CONICET | Buscador de Institutos y Recursos Humanos

Authors: C. Garcia1, C. Tomni1, C. Sepulveda1, K. Martin2, E. Damonte1, I. Bosch3; 1School of Sciences, University of Buenos Aires, Biochemistry, Buenos Aires/AR, 2Harvard-Massachusetts Institute of Technology, Division of Health Sciences and Technology , Cambridge, MA/US, 3Harvard-Massachusetts Institute of Technology, Division of Health Sciences and Technology, Cambridge, MA/US Title: Antiviral and host response studies on Junin hemorrhagic fever virus using global gene expression profiles and qRT-PCR Body: Background Several members of the Arenavirus, such as Junin virus (JUNV) and Lassa virus, cause hemorrhagic fever in human beings. The virions contain two bisegmented single-stranded RNA genomes, large (L) and small (S), that have ambisense coding strategy. The L fragment encodes the RNA-dependent RNA polymerase and a Zn-binding protein named Z, whereas the S fragment encodes the nucleocapsid protein (NP) and the glycoprotein precursor preGPC. In previous studies we have shown that disulfides compounds have antiviral and virucidal properties against arenaviruses.
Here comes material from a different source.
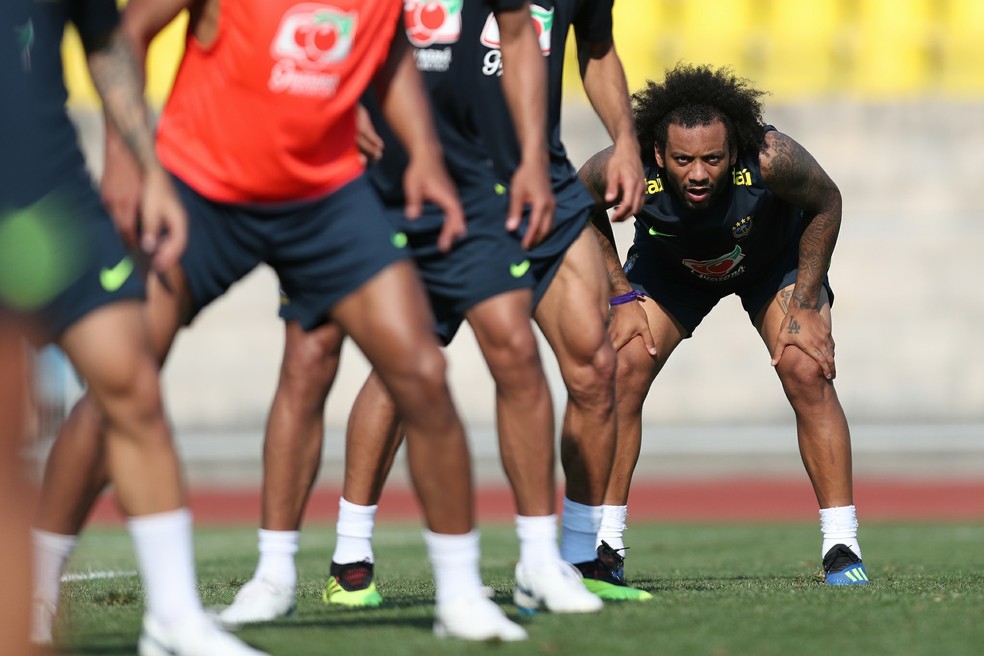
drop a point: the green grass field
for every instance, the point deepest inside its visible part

The present study is focused on the modulation of gene expression in a human hepatic cell lineage, HepG2, in response to Junín virus infection and the treatment with disulfide antiviral compounds characterized in our laboratory. Methods Using microarray data analysis, we investigated the global gene expression changes in HepG2-JUNV infected cells, after 24 and 48 hs in the presence or absence of the disulfide compounds. Results The obtained profile showed that these compounds lead to an increase in the metallothionein genes. This data was validated using qRT-PCR. In addition, the innate immunity genes were monitored in order to elucidate the host response to this virus. Conclusion The results presented here comprise part of the initial steps to guide the efforts toward the elucidation of the mechanisms triggered by disulfide compounds to block JUNV infection in liver cells.